Distance covered by the cheetah = speed × time = 30 m/s × 15 s = 450 m

The gazelle starts accelerating at 4.6 m/s2 for 5.0 seconds. The distance covered by the gazelle during acceleration can be calculated using the equation:

Distance = 0.5 × acceleration × time2 = 0.5 × 4.6 m/s2 × (5.0 s)2 = 57.5 m

After 5 seconds of acceleration, the gazelle will be running at a constant speed, which we can find using the formula:

Final velocity = initial velocity + (acceleration × time) = 0 + (4.6 m/s2 × 5.0 s) = 23 m/s

For the remaining 10 seconds (since the cheetah runs at top speed for 15 seconds and the gazelle has already spent 5 seconds accelerating), the gazelle travels at this constant speed, covering:

Distance at constant speed = speed × time = 23 m/s × 10 s = 230 m

The total distance covered by the gazelle is the sum of the distance covered during acceleration and the distance covered at constant speed:

Total distance covered by gazelle = 57.5 m + 230 m = 287.5 m

Now we need to add the initial distance between the gazelle and the cheetah to the distance covered by the gazelle, to find out how far the gazelle is when the cheetah stops:

Total distance from cheetah = initial distance + distance covered by gazelle = 170 m + 287.5 m = 457.5 m

Since the cheetah covers only 450 m and the gazelle is 457.5 m away from the cheetah's starting point, the gazelle escapes, and the distance by which it's in front when the cheetah gives up is:

Escape distance = total distance from cheetah - distance covered by cheetah = 457.5 m - 450 m = 7.5 m

Therefore, the gazelle escapes the cheetah by 7.5 meters.

Answer 2

We can find the gazelle's constant speed. v = a t = (4.6 m/s^2) (5.0 s) v = 23 m/s Note that the cheetah gains on the gazelle the whole time they are both running.
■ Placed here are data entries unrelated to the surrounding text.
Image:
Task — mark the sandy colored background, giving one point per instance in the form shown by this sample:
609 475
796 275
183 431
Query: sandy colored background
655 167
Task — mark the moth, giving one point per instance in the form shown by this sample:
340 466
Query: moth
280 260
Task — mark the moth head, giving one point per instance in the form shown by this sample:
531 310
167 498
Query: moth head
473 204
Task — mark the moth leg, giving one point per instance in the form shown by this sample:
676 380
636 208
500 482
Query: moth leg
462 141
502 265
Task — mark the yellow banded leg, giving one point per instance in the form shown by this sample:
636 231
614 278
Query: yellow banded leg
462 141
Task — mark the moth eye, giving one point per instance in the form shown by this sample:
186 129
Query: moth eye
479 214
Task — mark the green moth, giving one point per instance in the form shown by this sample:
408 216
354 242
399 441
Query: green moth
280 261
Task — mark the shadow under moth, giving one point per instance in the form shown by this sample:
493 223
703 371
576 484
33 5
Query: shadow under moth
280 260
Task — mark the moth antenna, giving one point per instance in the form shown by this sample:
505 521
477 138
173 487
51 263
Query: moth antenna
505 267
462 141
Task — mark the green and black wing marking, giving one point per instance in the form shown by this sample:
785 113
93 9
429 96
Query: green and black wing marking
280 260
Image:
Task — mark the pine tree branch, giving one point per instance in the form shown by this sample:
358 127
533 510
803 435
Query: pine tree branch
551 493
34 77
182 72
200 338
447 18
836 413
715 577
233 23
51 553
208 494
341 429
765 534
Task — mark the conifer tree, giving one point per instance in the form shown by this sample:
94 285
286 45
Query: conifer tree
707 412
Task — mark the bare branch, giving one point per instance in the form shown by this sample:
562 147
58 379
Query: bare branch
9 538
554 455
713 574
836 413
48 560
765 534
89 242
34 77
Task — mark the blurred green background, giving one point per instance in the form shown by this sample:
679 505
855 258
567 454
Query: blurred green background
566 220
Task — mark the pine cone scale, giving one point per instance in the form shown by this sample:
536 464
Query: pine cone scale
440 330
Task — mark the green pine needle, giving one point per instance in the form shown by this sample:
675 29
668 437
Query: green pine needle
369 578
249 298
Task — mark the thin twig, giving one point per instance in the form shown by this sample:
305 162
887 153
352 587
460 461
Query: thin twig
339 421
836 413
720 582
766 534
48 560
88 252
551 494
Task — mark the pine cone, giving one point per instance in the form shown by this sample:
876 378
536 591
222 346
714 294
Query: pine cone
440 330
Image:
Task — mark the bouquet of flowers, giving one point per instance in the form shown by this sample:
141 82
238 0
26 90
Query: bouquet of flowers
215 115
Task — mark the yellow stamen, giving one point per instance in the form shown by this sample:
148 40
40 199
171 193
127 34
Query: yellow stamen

We can find the distance the cheetah can run before it must stop. d = v t = (30 m/s) (15 s) = 450 m To escape, the gazelle has 15 seconds to travel 450 m -170 m which is 280 meters. We can find the distance x_1 the gazelle travels during the 5.0 second acceleration period. x_1 = (1/2) a t^2 x_1 = (1/2) (4.6 m/s^2) (5.0 s)^2 x_1 = 57.5 m We can find the distance x_2 the gazelle could run in the next 10 seconds. x_2 = v t = (23 m/s) (10 s) x_2 = 230 m The total distance the gazelle can travel in 15 seconds is 230 m + 57.5 m which is 287.5 meters. Since the gazelle only needed to run 280 meters to escape, the gazelle is able to escape from the cheetah with 7.5 meters to spare.